I'm attempting to build an Azure Web App API where the user authenticates with a seperate confidential client, and then requests to the server are sent on behalf of the user. However, when I recieve the OBO token for the API, the aud claim of the token after being decoded on the server is the server app's client_id, not the App ID URI, despite passing in scopes with the appropriate URI, and as far as I can tell accurate registration. I've been testing with .default scope, but have access_as_user and user_impersonation scopes made as well in an attempt to get something to work. The API consistently responds with a 401, and the issues only began after I changed the uri to one using a custom domain as opposed to the client_ID during the transition so it was compatible with the common tenant. The registration for the common tenant is also completed and with the same custom domain.

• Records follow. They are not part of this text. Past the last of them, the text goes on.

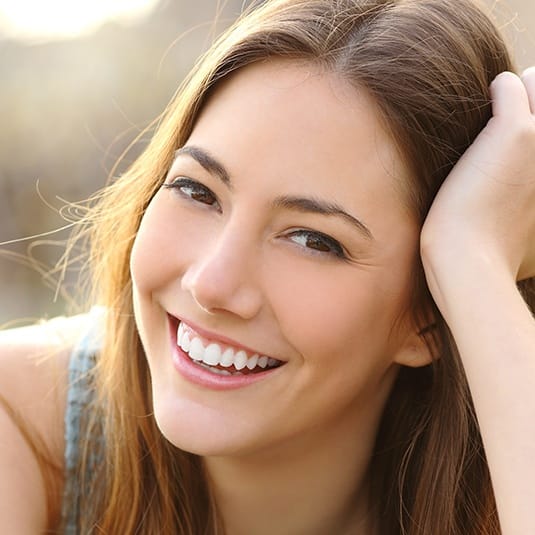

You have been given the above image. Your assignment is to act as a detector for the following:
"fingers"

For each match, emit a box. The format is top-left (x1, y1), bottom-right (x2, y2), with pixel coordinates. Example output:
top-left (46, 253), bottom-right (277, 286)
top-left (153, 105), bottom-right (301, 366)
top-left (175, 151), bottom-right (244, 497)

top-left (521, 66), bottom-right (535, 115)
top-left (490, 72), bottom-right (535, 119)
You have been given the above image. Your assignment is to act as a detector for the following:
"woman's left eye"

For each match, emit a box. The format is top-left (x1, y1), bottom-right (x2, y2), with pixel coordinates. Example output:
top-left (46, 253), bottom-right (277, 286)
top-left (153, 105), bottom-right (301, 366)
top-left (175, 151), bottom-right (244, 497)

top-left (164, 177), bottom-right (219, 208)
top-left (289, 230), bottom-right (346, 258)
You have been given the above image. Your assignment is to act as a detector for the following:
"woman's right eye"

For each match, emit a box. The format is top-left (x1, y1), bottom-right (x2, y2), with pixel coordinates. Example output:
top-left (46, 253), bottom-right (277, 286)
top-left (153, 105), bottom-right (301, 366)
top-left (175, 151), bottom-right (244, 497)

top-left (164, 177), bottom-right (220, 209)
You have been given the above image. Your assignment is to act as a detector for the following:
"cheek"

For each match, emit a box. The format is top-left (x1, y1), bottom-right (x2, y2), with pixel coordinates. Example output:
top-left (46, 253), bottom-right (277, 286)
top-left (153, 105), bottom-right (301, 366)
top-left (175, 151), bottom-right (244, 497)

top-left (266, 258), bottom-right (407, 359)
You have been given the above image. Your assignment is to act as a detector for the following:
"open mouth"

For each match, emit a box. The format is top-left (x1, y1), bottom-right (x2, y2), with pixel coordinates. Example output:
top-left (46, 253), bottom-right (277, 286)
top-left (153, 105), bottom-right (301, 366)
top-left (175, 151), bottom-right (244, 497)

top-left (176, 322), bottom-right (284, 376)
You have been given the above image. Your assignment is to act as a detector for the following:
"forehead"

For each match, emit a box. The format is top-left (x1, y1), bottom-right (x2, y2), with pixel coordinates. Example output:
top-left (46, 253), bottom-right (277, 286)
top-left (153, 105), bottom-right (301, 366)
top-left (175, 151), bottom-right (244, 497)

top-left (188, 59), bottom-right (407, 228)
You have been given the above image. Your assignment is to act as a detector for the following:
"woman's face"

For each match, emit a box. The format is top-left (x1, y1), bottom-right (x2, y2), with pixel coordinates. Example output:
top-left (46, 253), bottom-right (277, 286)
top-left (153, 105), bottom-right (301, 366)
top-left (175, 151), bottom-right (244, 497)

top-left (131, 60), bottom-right (432, 455)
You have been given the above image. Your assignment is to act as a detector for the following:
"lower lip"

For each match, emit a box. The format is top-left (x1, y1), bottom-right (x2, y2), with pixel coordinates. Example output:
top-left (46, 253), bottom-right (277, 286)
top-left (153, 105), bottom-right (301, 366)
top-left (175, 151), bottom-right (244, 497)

top-left (171, 322), bottom-right (281, 390)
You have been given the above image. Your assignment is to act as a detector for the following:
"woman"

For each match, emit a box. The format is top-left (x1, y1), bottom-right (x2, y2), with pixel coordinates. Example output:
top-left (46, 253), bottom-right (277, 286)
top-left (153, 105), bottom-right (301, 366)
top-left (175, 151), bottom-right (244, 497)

top-left (0, 0), bottom-right (535, 535)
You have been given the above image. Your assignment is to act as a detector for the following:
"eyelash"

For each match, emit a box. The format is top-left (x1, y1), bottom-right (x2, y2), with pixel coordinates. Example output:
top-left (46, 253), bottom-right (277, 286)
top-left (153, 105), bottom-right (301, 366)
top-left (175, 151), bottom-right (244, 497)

top-left (163, 177), bottom-right (347, 259)
top-left (288, 229), bottom-right (347, 259)
top-left (163, 177), bottom-right (221, 211)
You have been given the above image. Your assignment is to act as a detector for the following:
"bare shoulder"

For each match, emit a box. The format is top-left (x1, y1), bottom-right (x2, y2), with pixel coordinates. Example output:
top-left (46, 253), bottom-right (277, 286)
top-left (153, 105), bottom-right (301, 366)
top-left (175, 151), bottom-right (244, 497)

top-left (0, 315), bottom-right (91, 535)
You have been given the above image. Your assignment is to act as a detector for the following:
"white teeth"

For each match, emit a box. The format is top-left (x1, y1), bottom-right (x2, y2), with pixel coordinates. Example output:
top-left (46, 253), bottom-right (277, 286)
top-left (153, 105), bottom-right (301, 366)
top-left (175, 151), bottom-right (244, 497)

top-left (219, 347), bottom-right (234, 368)
top-left (182, 333), bottom-right (191, 353)
top-left (176, 322), bottom-right (281, 375)
top-left (247, 355), bottom-right (258, 370)
top-left (234, 349), bottom-right (247, 370)
top-left (268, 357), bottom-right (279, 368)
top-left (189, 338), bottom-right (204, 360)
top-left (202, 344), bottom-right (221, 366)
top-left (258, 355), bottom-right (269, 368)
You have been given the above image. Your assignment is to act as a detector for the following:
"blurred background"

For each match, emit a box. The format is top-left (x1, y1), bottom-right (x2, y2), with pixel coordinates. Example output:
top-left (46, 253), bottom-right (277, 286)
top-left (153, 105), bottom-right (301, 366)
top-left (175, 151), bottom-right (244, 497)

top-left (0, 0), bottom-right (535, 326)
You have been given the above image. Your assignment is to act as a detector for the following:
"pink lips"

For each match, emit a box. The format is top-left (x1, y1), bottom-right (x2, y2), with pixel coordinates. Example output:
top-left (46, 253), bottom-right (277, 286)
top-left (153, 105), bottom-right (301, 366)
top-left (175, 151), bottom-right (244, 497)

top-left (169, 317), bottom-right (282, 390)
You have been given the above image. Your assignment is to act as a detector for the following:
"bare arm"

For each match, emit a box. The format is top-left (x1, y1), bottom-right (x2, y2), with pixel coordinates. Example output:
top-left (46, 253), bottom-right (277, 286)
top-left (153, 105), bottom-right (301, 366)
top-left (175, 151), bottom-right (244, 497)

top-left (422, 70), bottom-right (535, 535)
top-left (0, 317), bottom-right (89, 535)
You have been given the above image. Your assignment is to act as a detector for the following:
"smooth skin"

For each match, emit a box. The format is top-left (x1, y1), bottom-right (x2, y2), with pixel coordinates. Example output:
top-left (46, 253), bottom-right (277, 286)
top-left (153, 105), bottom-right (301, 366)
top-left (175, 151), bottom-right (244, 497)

top-left (421, 68), bottom-right (535, 535)
top-left (0, 65), bottom-right (535, 535)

When Sending a request from Postman, I get the following server logged output:
2024-03-18T19:55:39.748969188Z {"name":"AzureAD: Bearer Strategy","hostname":"ed941fa7***1","pid":131,"level":30,"msg":"In Strategy.prototype.authenticate: we will validate the following options: {\"issuer\":[\"https://login.microsoftonline.com/<tenant_id>/v2.0\"],\"algorithms\":[\"RS256\"],\"audience\":[\"https://api.<domain_name>.com\"],\"validateIssuer\":false,\"allowMultiAudiencesInToken\":false,\"clockSkew\":300,\"isAccessToken\":true}","time":"2024-03-18T19:55:39.746Z","v":0}
2024-03-18T19:55:39.766017960Z {"name":"AzureAD: Bearer Strategy","hostname":"ed941fa7f071","pid":131,"level":30,"msg":"In Strategy.prototype.jwtVerify: token decoded: {\n header: { typ: 'JWT', alg: 'RS256', kid: 'XR***********************' },\n payload: {\n aud: <web-api-client_id>,\n iss: 'https://login.microsoftonline.com/<tenant_id>/v2.0',\n iat: 1710791016,\n nbf: 1710791016,\n exp: 1710794916,\n aio: 'E2NgYMi17GM/******3kyYbO4Fssfy8ks/ev4Ll2f******PpZsB',\n azp: <confidential_authorized_client-ID>',\n azpacr: '1',\n idtyp: 'app',\n oid: '507cba5f-****-****-****-9d3****27a6d',\n rh: '0.AVIAlpEaRswiQ0mJF5bFDLAJM5XsiATPJg9KuRhNhaXZg666AAA.',\n sub: '507cba5f-****-****-****-9d3****27a6d',\n tid: <tenant_id>,\n uti: 'AraEA3IShUWKWEypB7A0AA',\n ver: '2.0'\n },\n signature: 'qdRr****aaopHcECmrBenhUjRAV4QlCoV****uWvu1pjl3w****1Utp2eO3M-ovZ0TcSHEq4qkyI****4vA28tiw0etHDEZ-9_yhFb11Vco9Smu4pop5d__dR55mCz6vLyZ9_6Vn5A4gfQv6sC3DK75eFzTq2Icc1Cc9q9SZocfZh8nFhZ0Ecc_NWk5LDd1_Se8I-OTjLPyBnL566ghAeLGejNztuKnnJ2otP2qmF27flgz-ktp4eHJfUFLe07Lm7aHB8j5U5Zazv4EmCrnGmp98IAyn_Gl1US0sCyWEMr7ZYikywenxaEqsuo4TVSPgrEndVnvCVcov8-NpVeAg'\n}","time":"2024-03-18T19:49:27.086Z","v":0}
2024-03-18T19:55:39.766994858Z {"name":"AzureAD: Bearer Strategy","hostname":"ed941fa7f071","pid":131,"level":30,"msg":"authentication failed due to: jwt audience is invalid","time":"2024-03-18T19:55:39.766Z","v":0}
I'm using the https://login.microsoftonline.com/common/oauth2/v2.0/token token endpoint.
I am unsure why I cant seem to get the audience right no matter what tutorial I follow. Any ideas would be greatly appreciated.
I've tried changing the audience in the passportAzureAd.BearerStrategy back to the original client_id, but then my web app fatally crashes and I need to revert to an old instance. I have validate issuer off, I've tried a number of modifications to my manifest.